The evolutionary history of elliptical galaxies and lenticular galaxies (which have a central bulge and a disk, but no evidence of spiral arms) is not well understood. Their colours appear to be “redder” than typical spiral galaxies. The largest ellipticals are the reddest of all, but until this work it has not been clear whether this property results primarily from being older in age, as the survey found, or from having a higher proportion of heavy chemical elements (metallicity content).
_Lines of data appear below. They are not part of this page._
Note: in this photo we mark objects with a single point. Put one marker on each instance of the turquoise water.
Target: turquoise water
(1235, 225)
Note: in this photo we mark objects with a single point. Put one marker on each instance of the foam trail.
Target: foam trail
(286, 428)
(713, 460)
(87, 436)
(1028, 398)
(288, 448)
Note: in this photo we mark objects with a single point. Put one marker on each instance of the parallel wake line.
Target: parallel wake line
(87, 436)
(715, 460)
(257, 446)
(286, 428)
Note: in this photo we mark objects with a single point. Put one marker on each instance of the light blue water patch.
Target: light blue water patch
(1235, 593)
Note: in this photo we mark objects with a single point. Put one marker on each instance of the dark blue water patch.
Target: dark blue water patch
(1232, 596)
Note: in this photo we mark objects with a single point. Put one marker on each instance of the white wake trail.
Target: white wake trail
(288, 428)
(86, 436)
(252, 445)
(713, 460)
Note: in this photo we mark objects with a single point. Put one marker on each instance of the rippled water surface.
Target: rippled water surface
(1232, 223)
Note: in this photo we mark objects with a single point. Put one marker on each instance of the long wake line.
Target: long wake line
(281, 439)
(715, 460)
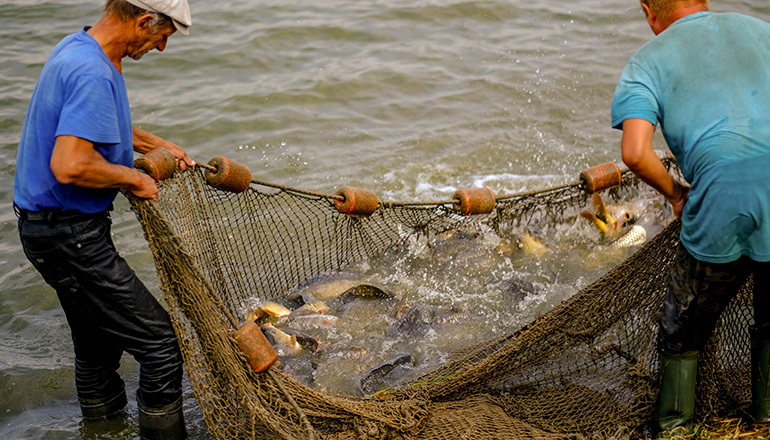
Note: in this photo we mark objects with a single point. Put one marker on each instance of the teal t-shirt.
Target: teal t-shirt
(79, 93)
(706, 81)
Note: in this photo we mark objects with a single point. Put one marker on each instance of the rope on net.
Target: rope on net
(586, 369)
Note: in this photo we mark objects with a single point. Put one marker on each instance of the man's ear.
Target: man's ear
(653, 19)
(143, 21)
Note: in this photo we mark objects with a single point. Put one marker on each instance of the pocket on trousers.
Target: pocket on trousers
(51, 263)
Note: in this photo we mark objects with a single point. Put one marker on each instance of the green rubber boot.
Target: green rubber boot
(677, 390)
(760, 377)
(164, 423)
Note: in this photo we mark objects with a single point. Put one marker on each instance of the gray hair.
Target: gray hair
(125, 11)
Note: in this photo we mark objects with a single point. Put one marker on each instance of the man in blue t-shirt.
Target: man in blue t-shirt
(75, 154)
(705, 78)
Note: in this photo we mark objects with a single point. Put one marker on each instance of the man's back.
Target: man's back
(706, 79)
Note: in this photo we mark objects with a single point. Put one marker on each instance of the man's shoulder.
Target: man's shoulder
(78, 53)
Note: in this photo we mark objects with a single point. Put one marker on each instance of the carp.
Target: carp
(613, 224)
(284, 343)
(384, 375)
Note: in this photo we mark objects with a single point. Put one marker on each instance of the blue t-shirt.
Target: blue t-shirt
(79, 93)
(706, 80)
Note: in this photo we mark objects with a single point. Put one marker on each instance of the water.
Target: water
(411, 99)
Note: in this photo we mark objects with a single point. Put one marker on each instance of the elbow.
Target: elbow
(632, 158)
(66, 174)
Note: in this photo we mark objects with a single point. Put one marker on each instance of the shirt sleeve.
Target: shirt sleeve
(89, 110)
(634, 97)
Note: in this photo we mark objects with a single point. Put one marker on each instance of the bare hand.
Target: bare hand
(146, 187)
(182, 159)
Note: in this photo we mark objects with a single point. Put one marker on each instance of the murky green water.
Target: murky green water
(411, 99)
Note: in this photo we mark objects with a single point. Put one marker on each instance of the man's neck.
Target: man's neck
(110, 34)
(685, 11)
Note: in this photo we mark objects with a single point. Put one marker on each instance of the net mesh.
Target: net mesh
(586, 369)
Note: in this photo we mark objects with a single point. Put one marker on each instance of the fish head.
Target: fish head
(611, 220)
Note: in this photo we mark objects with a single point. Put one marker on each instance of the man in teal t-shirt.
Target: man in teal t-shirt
(705, 78)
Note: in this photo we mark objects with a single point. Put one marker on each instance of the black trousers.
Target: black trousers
(109, 310)
(697, 294)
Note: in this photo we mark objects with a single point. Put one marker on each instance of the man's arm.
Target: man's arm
(75, 161)
(145, 142)
(639, 156)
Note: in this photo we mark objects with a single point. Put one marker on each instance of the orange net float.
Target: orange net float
(601, 177)
(474, 201)
(229, 175)
(356, 201)
(159, 164)
(252, 342)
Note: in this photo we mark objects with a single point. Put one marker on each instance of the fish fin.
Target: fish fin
(597, 221)
(601, 209)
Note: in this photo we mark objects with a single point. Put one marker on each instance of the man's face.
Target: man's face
(148, 38)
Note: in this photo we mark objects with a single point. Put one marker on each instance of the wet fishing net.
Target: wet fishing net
(585, 369)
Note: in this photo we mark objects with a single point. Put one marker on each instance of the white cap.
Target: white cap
(177, 10)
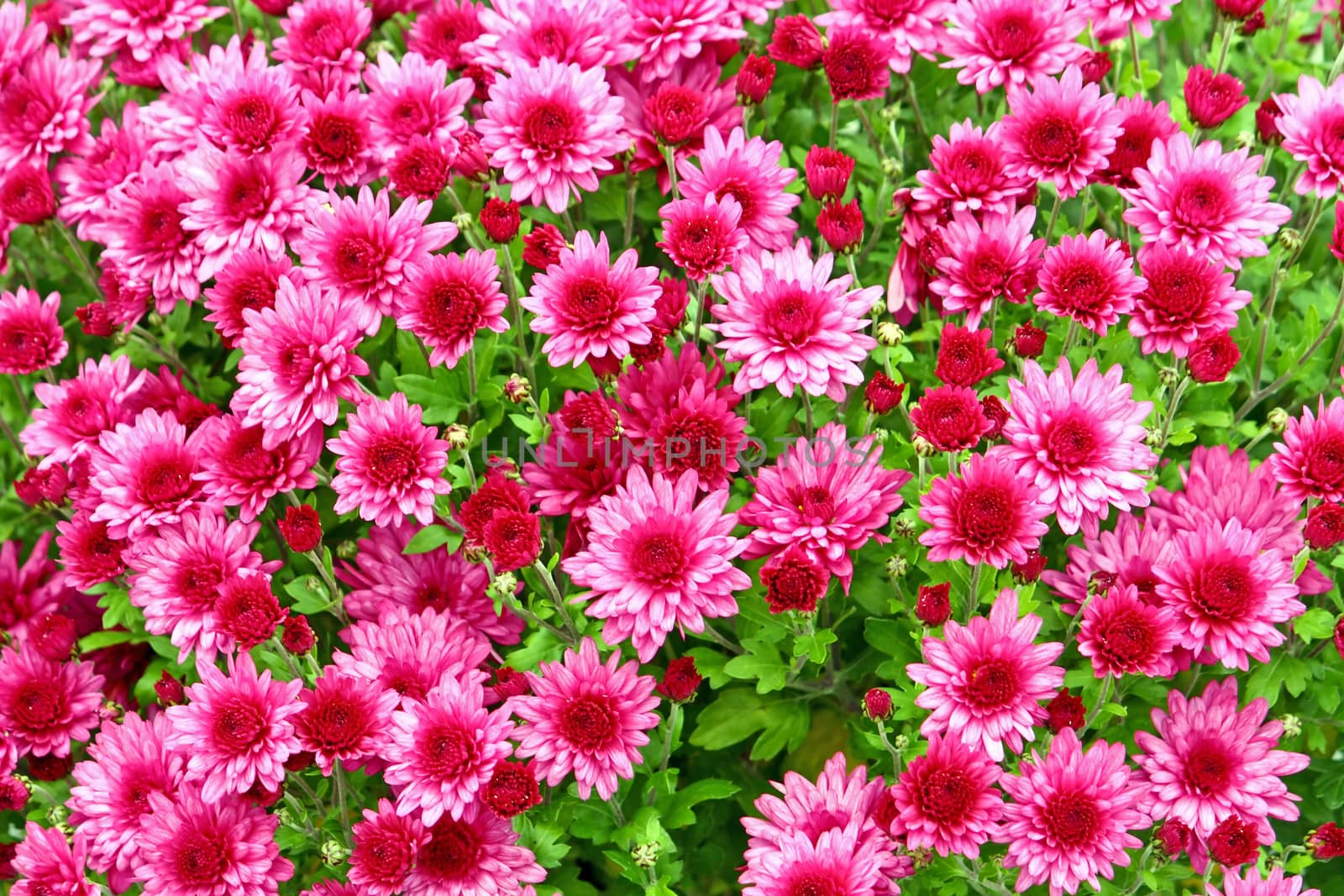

"These so-called red galaxies contain the bulk of the stellar mass in the nearby universe, but we know little about their formation and evolution. It was thought that all of the red galaxies were made of stars that formed very early, and are now quite old. Our results show that while this is true for the large galaxies, the smaller ones formed their stars comparatively recently in the history of the Universe. We predict that as new surveys look deeper and hence further into the past, they should see fewer faint red galaxies" - Russell Smith, co-author, the University of Waterloo.

Lead author Jenica Nelan completed this work while earning her doctorate at Dartmouth College; she is now an astronomer at Yale University.
Co-authors of this paper include Hudson and Smith of the University of Waterloo; Gary Wegner of Dartmouth College; John R. Lucey, Stephen A. W. Moore, and Stephen J. Quinney of the University of Durham, and Nicholas B. Suntzeff of NOAO’s Cerro Tololo Inter-American Observatory.

The Fundamental Plane Survey is one of 18 projects granted long-term access to observing nights at the telescope of the National Optical Astronomy Observatory (NOAO) under the NOAO Survey Program.